You are on page 1of 16

Executive Summary

Let us start with explaining the concept of Data Analysis. Data Analysis is a field of applied
statistics which transforms numbers into meaningful information for decision makers.
Decision makers rely on Data Analysis as it reduces the degree of uncertainty which is
inherent in any decision making process.

There are three broad divisions of Data Analysis. The first is known as Descriptive Analysis,
the second is the Inferential Analysis and the third is the Predictive Analysis. According to
some Data Scientists, there is another division of Data Analysis which is known as the
Prescriptive Analysis. But, in most of the situations, the Prescriptive Analysis is included as a
sub part of the Predictive Analysis.

Descriptive Analysis, the first division of Data Analysis, involves describing past or historical
data. This can be done in two different ways: a) Data Representation or Visualization and b)
Numerical Data Descriptors.

a) Data Representation or Visualization is representing collected past or historical


data with the help of suitable tables and graphs.
b) Numerical Data Descriptors involve describing data with the measurement of
Central Tendency and Dispersion.

Inferential Analysis is drawing inferences or conclusions regarding population, based on


analysis or tests done on the samples, drawn from that population.

Predictive Analysis is the process of predicting the future value of a variable on the basis of
some given values of another variable or variables. There are two ways of executing
Predictive Analysis; Prediction done through Regression and Prediction done through
Forecasting. While Regression is prediction with Cross Sectional Data, Forecasting is
prediction with Time Series Data. Moreover, there are generally four different Regression
Models – a) Simple Linear Regression Model (SLRM), b) Simple Non-Linear Regression
Model (SNLRM), c) Multiple Linear Regression Model (MLRM) and d) Multiple Non
Linear Regression Model (MNLRM).

Simple Linear Regression Model is the method of prediction with one predicted variable and
one predictor variable, the relationship between the two can be expressed by linear equation.
Simple Non Linear Regression Model is the method of prediction with one predicted and one
predictor variable but the relationship between the variables are to be expressed through
nonlinear equations. Multiple models involve on predicted variable but more than on
predictor variables. Regression generally is preceded by measuring the degree of association,
between the predicted and predictor variables, with coefficient of correlation.

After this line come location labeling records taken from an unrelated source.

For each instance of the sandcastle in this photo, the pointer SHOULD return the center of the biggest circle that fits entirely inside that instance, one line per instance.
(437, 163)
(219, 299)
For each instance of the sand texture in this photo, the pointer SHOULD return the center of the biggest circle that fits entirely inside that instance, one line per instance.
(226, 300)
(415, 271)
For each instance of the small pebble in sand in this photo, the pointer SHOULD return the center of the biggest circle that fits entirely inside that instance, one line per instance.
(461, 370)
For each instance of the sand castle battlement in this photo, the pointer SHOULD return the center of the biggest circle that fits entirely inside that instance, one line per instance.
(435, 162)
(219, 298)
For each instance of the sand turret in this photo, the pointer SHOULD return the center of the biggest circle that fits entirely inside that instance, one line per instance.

In this assignment, referring to Option B, we have collected data on GDP, population,


unemployment rate, money supply – M1, Consumer Price Index, and Federal Funds Effective
Rate (representing prime interest rate), from the FRED Economic Data of the Federal Bank
of St. Louis. The variables have been represented by appropriate graphical representations.
Detailed Descriptive Analysis of each of the variables have been done and explained in the
assignment. Before construction of the regression model, correlation matrix between the
dependent variable GDP and the independent variables – population, unemployment rate,
money supply, consumer price index and Federal Fund Effective Rate has been constructed.
Ranking of the independent variables based on their degree of association with the dependent
variable has been done and instances of multicollinearity have been identified from the
correlation matrix. Accordingly, two regression models have been constructed and the better
fit model has been identified. The assignment ends with the conclusions and the findings.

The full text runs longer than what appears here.